The AP fact-checked Bush's speech and found that he "glossed over some complicating realities."
"On Iraq, Bush talked of a 30-member alliance standing shoulder to shoulder with the United States, masking the fact that U.S. troops are pulling by far most of the weight. On Afghanistan and its neighbors, he gave an accounting of captured or killed terrorists, but did not address the replenishment of their ranks or the still-missing Osama bin Laden."
" ... He took some license in telling Americans that Democratic opponent John Kerry "is running on a platform of increasing taxes." Kerry would, in fact, raise taxes on the richest Americans but as part of a plan to keep the Bush tax cuts for everyone else and even cut some of them more. That's not a tax-increase platform any more than Bush's plan for private retirement accounts is a platform to reduce Social Security benefits."
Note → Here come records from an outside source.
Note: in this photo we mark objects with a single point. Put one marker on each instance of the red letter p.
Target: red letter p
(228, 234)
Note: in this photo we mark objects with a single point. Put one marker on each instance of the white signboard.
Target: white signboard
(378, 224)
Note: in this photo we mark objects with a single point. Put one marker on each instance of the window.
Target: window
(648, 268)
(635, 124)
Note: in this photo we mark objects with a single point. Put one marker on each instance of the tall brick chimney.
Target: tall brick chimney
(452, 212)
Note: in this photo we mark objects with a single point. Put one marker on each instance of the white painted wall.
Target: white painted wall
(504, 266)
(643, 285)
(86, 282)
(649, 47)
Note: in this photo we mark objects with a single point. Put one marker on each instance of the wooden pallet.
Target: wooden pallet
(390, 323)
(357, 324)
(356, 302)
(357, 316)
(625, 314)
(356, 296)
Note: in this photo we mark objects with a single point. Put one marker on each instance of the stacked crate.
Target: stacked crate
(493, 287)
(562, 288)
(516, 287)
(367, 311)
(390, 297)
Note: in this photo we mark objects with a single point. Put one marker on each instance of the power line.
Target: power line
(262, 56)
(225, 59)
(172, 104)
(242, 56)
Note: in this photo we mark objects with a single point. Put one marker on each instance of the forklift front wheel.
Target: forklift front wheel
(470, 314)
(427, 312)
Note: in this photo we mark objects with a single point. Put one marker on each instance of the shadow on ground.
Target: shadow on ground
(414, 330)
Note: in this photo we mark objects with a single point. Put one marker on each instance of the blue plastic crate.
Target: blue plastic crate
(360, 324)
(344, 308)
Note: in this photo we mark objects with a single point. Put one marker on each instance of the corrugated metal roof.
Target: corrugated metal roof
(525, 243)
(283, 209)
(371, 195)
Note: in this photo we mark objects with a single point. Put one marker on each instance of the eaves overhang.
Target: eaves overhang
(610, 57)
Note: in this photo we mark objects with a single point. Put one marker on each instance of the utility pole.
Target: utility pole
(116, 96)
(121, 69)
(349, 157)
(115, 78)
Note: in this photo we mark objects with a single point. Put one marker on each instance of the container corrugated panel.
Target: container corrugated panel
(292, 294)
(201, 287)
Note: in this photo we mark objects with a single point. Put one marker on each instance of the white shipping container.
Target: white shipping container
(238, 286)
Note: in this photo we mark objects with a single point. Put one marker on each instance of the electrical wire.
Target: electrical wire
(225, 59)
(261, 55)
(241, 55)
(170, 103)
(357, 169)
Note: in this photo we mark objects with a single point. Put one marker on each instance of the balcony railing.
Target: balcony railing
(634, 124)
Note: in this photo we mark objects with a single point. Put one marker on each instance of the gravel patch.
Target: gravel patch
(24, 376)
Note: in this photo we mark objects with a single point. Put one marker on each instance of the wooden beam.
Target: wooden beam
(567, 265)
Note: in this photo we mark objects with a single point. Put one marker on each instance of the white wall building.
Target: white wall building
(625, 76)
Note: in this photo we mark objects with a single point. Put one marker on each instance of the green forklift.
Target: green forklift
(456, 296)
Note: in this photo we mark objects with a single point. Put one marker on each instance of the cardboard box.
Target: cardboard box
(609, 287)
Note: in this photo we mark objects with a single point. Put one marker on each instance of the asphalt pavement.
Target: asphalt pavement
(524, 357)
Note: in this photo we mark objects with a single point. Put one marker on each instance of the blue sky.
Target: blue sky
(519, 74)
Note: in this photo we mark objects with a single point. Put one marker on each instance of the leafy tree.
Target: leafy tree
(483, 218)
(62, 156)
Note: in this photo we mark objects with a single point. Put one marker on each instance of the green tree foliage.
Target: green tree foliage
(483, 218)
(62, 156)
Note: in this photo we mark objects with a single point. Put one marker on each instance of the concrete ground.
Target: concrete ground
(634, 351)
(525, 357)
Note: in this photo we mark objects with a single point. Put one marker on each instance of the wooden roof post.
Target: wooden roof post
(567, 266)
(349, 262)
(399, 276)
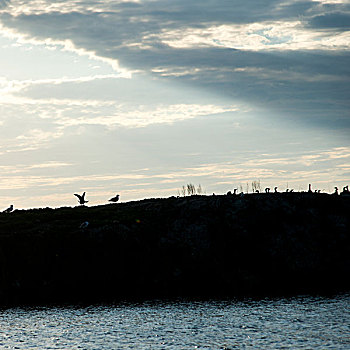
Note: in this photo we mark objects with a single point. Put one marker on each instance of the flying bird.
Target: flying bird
(81, 198)
(84, 225)
(114, 199)
(9, 209)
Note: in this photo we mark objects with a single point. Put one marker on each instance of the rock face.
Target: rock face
(277, 243)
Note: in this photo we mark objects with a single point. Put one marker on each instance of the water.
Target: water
(284, 323)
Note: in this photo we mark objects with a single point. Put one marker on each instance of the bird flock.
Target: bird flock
(115, 199)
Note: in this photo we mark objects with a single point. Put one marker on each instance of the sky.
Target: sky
(142, 97)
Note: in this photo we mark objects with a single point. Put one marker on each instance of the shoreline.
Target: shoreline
(194, 246)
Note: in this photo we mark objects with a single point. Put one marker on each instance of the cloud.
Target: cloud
(260, 53)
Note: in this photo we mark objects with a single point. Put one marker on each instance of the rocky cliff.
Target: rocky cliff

" ... On Iraq, Bush derided Kerry for devaluing the alliance that drove out Saddam Hussein and is trying to rebuild the country. "Our allies also know the historic importance of our work," Bush said. "About 40 nations stand beside us in Afghanistan, and some 30 in Iraq." But the United States has more than five times the number of troops in Iraq than all the other countries put together. And, with 976 killed, Americans have suffered nearly eight times more deaths than the other allies combined."
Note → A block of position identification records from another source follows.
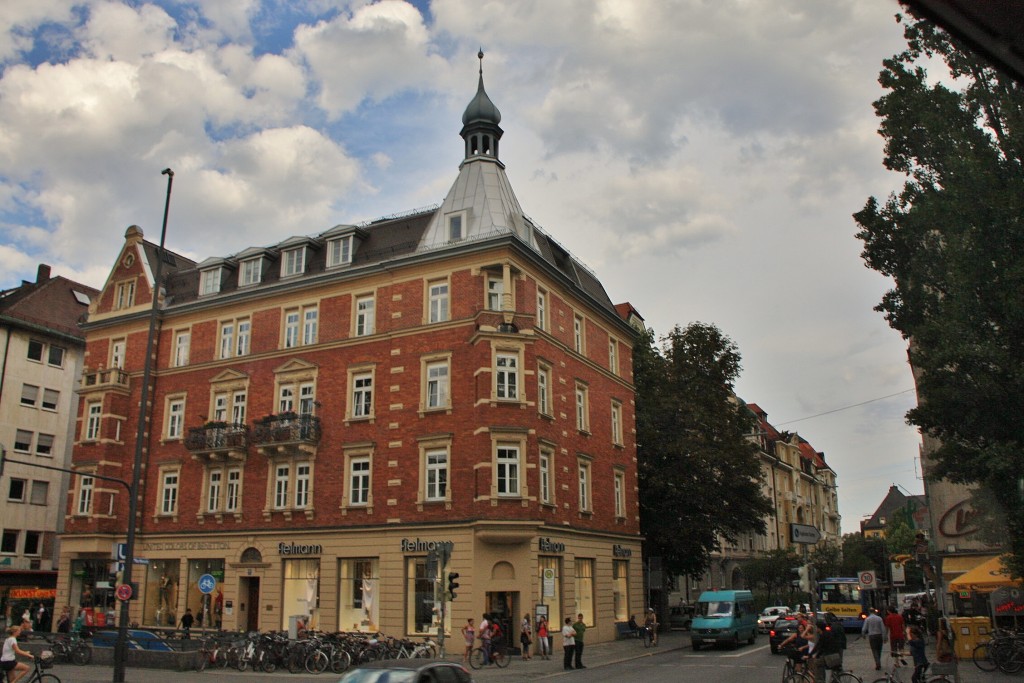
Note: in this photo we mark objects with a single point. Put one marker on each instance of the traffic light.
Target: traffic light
(805, 579)
(453, 584)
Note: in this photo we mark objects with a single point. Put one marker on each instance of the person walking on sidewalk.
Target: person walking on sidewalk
(581, 630)
(875, 629)
(568, 643)
(542, 638)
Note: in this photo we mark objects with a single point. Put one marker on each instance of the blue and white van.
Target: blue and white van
(724, 616)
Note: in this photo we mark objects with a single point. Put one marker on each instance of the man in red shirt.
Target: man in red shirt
(894, 623)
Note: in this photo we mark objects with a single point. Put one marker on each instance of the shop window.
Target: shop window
(358, 607)
(585, 590)
(301, 592)
(207, 607)
(160, 597)
(620, 589)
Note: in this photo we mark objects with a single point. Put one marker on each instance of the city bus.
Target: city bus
(844, 597)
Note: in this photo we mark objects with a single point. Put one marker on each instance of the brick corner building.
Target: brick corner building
(327, 411)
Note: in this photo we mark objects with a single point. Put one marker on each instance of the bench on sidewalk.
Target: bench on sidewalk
(624, 630)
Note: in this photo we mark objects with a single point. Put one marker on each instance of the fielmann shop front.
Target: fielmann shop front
(375, 582)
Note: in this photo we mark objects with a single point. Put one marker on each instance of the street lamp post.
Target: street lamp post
(121, 646)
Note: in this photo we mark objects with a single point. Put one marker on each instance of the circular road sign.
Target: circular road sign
(206, 584)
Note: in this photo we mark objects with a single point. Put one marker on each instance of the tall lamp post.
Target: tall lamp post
(121, 645)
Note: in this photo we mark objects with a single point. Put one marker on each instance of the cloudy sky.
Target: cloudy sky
(702, 158)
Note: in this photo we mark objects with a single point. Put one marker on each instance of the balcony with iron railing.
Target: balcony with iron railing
(103, 379)
(218, 441)
(287, 434)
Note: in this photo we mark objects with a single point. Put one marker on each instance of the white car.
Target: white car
(768, 615)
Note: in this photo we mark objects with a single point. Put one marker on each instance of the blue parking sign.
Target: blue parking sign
(206, 584)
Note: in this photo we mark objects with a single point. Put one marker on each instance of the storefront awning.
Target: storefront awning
(986, 577)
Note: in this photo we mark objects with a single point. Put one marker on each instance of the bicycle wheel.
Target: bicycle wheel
(316, 663)
(982, 656)
(82, 654)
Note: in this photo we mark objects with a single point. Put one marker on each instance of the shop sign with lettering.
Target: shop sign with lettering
(418, 546)
(300, 549)
(548, 546)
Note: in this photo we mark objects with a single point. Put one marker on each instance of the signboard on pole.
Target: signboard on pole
(804, 534)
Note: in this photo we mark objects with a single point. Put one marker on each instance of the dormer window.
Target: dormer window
(339, 251)
(209, 282)
(251, 271)
(293, 262)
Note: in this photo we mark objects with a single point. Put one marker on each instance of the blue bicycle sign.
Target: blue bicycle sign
(207, 584)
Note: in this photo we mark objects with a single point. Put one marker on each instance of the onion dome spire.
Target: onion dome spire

The new job numbers out today show payrolls still lagging behind economists' expectations. The AP reports:
"America's payrolls picked up in August, with the economy adding 144,000 jobs, slightly less than economists were forecasting and highlighting the slow and uneven recovery in the labor market that jobseekers have braved."
"The unemployment rate dipped to 5.4 percent last month from 5.5 percent in July. But the drop in the jobless rate in August came as people left the work force for any number of reasons, the Labor Department reported Friday. Economists were predicting the jobless rate to hold steady in August."
"The gain in payrolls was short of the 150,000 net jobs that economists were calling for. However, it represented the biggest jobs gain since May and marked the 12th month in a row that payrolls grew."
Zell Miller was bounced from the president's box for special guests last night in Madison Square Garden -- and Republicans are still debating what effect Zell's harsh keynote address on Wednesday will have on the campaign. The Los Angeles Times reports that John McCain think Zell will hurt Bush more than Kerry.
"McCain (R-Ariz.) said the keynote address by Sen. Zell Miller (D-Ga.) could prove as controversial as a speech by Pat Buchanan at the 1992 GOP convention in Houston. "I think it backfires," McCain said of Miller's rhetorical assault on Kerry. He added that it "makes Buchanan's speech ... look milquetoast." McCain made his comments to reporters at a party he held after the convention's Wednesday session."
"Buchanan's speech -- in which he declared a "cultural war" was underway in America -- was thought by many Republicans to have hurt the reelection bid of Bush's father, then-President George H.W. Bush. The elder Bush lost the November vote to Democrat Bill Clinton. Miller's keynote address was laced with harsh criticism of Kerry's legislative record on military issues. Marshall Wittmann, McCain's spokesman, said the senator favored a less divisive approach to political debate."
We heard a lot this week about President Bush's leadership in the "war on terror" and the capture of many al-Qaida leaders. But NBC News reports that terrorist attacks are on the rise worldwide -- dramatically.
"Of the roughly 2,929 terrorism-related deaths around the world since the attacks on New York and Washington, the NBC News analysis shows 58 percent of them -- 1,709 -- have occurred this year. In the past 10 days, in fact, the number of dead has risen by 142 people in places as diverse as Russia, Afghanistan, Iraq and Israel. On Tuesday, the number of civilians killed by terrorists totaled 38 -- 10 at a subway entrance bombing in Moscow, 16 in a bus bombing in Israel and 12 Nepalese executed in Iraq."
"Moreover, the level of sophistication is increasing. Terrorism experts point in particular to the attacks apparently carried out by Chechen rebels during that 10-day period. The rebels, whose top military commanders have been Arabs, are operating at a whole different level."